Shake ceased the movement of all muscles. He tried to place the voice.

“Marvin?” he said finally, surprised. Shake glanced over his shoulder. Sure enough: The man pressing against Shake’s back what might be a gun in the pocket of his windbreaker was Marvin Oates, bug-eyed Vegas hock-shop proprietor.

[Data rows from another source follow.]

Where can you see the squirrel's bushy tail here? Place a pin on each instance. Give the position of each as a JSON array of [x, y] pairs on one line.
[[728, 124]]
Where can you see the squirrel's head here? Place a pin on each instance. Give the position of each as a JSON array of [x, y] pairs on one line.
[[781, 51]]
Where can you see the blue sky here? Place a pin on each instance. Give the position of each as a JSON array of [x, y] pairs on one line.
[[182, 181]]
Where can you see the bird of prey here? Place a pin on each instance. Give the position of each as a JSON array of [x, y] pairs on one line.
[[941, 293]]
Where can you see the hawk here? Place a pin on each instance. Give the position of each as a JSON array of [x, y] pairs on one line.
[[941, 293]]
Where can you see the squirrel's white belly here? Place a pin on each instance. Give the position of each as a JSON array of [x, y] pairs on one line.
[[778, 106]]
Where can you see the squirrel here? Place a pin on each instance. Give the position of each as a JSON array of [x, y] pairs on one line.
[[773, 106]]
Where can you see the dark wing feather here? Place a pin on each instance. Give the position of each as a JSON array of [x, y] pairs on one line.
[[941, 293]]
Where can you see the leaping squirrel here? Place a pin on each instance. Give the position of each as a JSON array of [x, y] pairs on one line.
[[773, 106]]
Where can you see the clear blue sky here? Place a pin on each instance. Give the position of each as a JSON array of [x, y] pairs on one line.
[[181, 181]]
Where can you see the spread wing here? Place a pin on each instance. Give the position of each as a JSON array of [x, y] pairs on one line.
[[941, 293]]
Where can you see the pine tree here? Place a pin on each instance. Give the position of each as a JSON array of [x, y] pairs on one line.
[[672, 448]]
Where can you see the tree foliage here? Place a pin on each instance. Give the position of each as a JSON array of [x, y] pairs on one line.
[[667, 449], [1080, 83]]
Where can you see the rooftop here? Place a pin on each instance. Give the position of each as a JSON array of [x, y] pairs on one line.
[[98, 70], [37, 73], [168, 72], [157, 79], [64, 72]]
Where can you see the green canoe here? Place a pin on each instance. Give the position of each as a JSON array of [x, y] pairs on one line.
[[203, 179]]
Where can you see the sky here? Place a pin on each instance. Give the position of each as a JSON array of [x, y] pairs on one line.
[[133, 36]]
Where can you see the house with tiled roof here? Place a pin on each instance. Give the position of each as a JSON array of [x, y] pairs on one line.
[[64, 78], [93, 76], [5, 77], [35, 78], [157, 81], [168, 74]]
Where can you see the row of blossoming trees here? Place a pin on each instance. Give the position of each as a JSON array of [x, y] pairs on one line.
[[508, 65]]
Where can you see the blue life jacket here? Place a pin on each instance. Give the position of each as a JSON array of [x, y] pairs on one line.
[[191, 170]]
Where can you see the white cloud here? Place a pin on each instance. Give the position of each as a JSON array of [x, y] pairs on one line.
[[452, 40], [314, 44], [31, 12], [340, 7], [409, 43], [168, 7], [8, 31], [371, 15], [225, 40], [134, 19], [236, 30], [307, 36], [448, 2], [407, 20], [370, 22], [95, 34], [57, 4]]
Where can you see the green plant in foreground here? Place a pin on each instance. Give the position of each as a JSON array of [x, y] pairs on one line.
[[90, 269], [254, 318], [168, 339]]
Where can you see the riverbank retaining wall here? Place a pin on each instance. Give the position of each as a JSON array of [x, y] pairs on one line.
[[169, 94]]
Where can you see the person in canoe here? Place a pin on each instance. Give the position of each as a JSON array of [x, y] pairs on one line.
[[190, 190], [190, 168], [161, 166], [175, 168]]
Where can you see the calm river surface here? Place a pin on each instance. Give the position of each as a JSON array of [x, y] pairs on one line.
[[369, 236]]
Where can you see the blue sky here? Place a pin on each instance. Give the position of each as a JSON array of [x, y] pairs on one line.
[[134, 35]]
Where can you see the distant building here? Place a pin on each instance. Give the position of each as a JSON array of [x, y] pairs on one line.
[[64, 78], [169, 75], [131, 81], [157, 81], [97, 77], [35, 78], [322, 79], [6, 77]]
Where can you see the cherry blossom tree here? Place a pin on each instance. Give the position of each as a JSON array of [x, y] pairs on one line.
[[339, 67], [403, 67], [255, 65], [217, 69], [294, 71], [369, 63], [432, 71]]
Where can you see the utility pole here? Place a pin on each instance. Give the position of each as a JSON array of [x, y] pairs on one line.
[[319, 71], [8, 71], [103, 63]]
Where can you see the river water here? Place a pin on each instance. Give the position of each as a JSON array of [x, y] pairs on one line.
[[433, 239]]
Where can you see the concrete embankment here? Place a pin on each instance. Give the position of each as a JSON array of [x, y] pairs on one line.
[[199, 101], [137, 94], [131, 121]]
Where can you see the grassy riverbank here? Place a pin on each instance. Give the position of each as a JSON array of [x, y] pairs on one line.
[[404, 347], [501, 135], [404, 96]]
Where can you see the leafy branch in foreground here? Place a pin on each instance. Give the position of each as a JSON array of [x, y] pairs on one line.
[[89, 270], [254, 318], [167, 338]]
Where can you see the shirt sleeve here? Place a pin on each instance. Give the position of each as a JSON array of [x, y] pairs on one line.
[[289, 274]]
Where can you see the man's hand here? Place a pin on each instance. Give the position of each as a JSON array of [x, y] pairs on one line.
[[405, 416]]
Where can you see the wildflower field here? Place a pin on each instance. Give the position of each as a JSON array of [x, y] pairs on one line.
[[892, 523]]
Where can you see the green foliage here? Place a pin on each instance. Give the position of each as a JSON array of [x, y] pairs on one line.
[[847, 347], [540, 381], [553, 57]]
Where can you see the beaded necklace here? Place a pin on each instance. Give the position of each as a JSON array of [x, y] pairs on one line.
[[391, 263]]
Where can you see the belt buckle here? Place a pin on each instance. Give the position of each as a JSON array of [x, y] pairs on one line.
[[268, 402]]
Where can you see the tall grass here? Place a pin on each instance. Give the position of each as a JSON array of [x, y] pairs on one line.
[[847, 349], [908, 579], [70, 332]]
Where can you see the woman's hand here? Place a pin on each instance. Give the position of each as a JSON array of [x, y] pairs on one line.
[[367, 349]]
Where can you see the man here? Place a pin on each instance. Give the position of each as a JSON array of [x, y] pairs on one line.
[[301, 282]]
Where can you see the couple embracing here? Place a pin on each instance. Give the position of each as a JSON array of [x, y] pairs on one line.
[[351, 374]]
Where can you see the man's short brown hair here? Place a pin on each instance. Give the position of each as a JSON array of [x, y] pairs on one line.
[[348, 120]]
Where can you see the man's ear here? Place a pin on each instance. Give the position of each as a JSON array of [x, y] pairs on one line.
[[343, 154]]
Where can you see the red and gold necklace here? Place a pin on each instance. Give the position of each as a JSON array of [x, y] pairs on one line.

“Keep your mouth shut and do exactly what I say,” Marvin ordered.

“I don’t have time for this, Marvin.” Shake turned calmly, quickly.

“Hey, I told you not to—” Marvin shut up when he realized that Shake had the barrel of the Glock pressed to his forehead. “Oh.”

“Finger?” Shake asked.

Marvin nodded and removed his hand from the windbreaker pocket.

“She said you didn’t have a gun!” Marvin whined.

“She?”

“I just want a finder’s fee. Ten percent. Or fifteen.”

“You’re working with Gina?”

“She said you’d have the foreskins.”

Shake waited. Marvin’s bug eyes bugged even wider.

“That liar!”

The ferry had pulled away from the landing. Shake was tempted by the thought of shooting Marvin. Or at least smacking him with the butt of the Glock. Before Shake could succumb to the temptation, Marvin, who’d been stewing, said, “Ha!”

“Ha?”

“I,” Marvin announced triumphantly, “know where she is.”

“No you don’t.”

“I do! She told me to meet her, once I had the foreskins, at this place in the old town. I know the exact place! Plaza France, or something like that. At the statue of some French guy. Ziegler was going to be there, and we were going to get the money then. So ha!”

Shake realized that the universe was supposed to be infinite, filled with multitudinous possibility and variation. On some planet somewhere, for example, Shake had his own restaurant; on some other planet, Ferdinand de Lesseps had succeeded in building his sea-level canal through the Panamanian isthmus. But nowhere, not in the darkest, most far-flung corner of the universe, could Shake imagine a Gina so dumb she’d tell Marvin Oates where she was really going to meet Ziegler.

She knew that Marvin would slow him down, but she also had to know he wouldn’t slow Shake down for long.

She had to know that Marvin would immediately spill his beans.

She had to know—

Shake smiled. Of course.

“So what do we do now?” Marvin asked eagerly.

“You,” Shake said, “are going to walk up the hill. There’s a restaurant on the square. You’re going to sit down and eat lunch. You’re going to find a nice hotel, get a good night’s sleep, then take the ferry back to the mainland in the morning.”

Marvin nodded, trying to follow all this.

“Then you’re going to fly home.”

“Fly home? What?”

“Because if you don’t,” Shake explained, “I’m going to hunt you down and I really will beat you to death with a gravel-filled sock.”

Marvin scowled sourly. He looked at the gun in Shake’s hand.

“You think just because you have a gun,” Marvin said, “you can tell me what to do.”

“That’s right,” Shake said.

Marvin considered this, then wheeled and started trudging angrily up the hill. He paused after a few seconds and turned back around.

“The least you could do is reimburse my expenses,” he said. He took a hit off his inhaler. “I’m out almost two grand because of this stupid trip!”

Shake waved the gun toward the top of the hill. Keep moving.

“Check’s in the mail,” Shake assured him.